Situs Bersejarah di Toraja Lemo

11

dipercaya tidak akan sampai ke puyo. Rohnya akan tersesat. Sementara bagi yang diupacarakan sesuai aluk dan berhasil mencapai puyo, dikatakan pula bahwa keberadaannya di sana juga sangat ditentukan oleh kualitas upacara pemakamannya. Dengan kata lain, semakin sempurna upacara pemakaman seseorang, maka semakin sempurnalah hidupnya di dunia keabadian yang mereka sebut puyo tadi. To na indanriki lino To na pake sangattu Kunbai lau ri puyo Pa Tondokkan marendeng Kita ini hanyalah pinjaman dunia yang dipakai untuk sesaat. Sebab, di puyo-lah negeri kita yang kekal. Di sana pula akhir dari perjalanan hidup yang sesungguhnya. Bisa dimaklumi bila dalam setiap upacara kematian di Tana Toraja pihak keluarga dan kerabat almarhum berusaha untuk memberikan yang terbaik. Caranya adalah dengan membekali jiwa yang akan bepergian itu dengan pemotongan hewan-biasanya berupa kerbau dan babisebanyak mungkin. Para penganut kepercayaan Aluk Todolo percaya bahwa roh binatang yang ikut dikorbankan dalam upacara kematian tersebut akan mengikuti arwah orang yang meninggal dunia tadi menuju ke puyo.

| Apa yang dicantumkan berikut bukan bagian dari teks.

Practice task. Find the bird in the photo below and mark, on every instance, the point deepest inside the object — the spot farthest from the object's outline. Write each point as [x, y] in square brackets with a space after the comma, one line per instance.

Kepercayaan pada Aluk Todolo pada hakikatnya berintikan pada dua hal, yaitu padangan terhadap kosmos dan kesetiaan pada leluhur. Masing-masing memiliki fungsi dan pengaturannya dalam kehidupan bermasyarakat. Jika terjadi kesalahan dalam pelaksanaannya, sebutlah seperti dalam hal "mengurus dan merawat" arwah para leluhur, bencana pun tak dapat dihindari. Berbagai bentuk tradisi yang dilakukan secara turun-temurun oleh para penganut kepercayaan Aluk Todolo-termasuk ritus upacara kematian adat Tana Toraja yang sangat dikenal luas itu-kini pun masih bisa disaksikan. Meski terjadi perubahan di sana-sini, kebiasaan itu kini tak hanya dijalankan oleh para pemeluk Aluk Todolo, masyarakat Tana Toraja yang sudah beragama Kristen dan Katolik pun umumnya masih melaksanakannya. Bahkan, dalam tradisi penyimpanan mayat dan upacara kematian, terjadi semacam "penambahan" dari yang semula lebih sederhana menjadi kompleks dan terkadang berlebihan.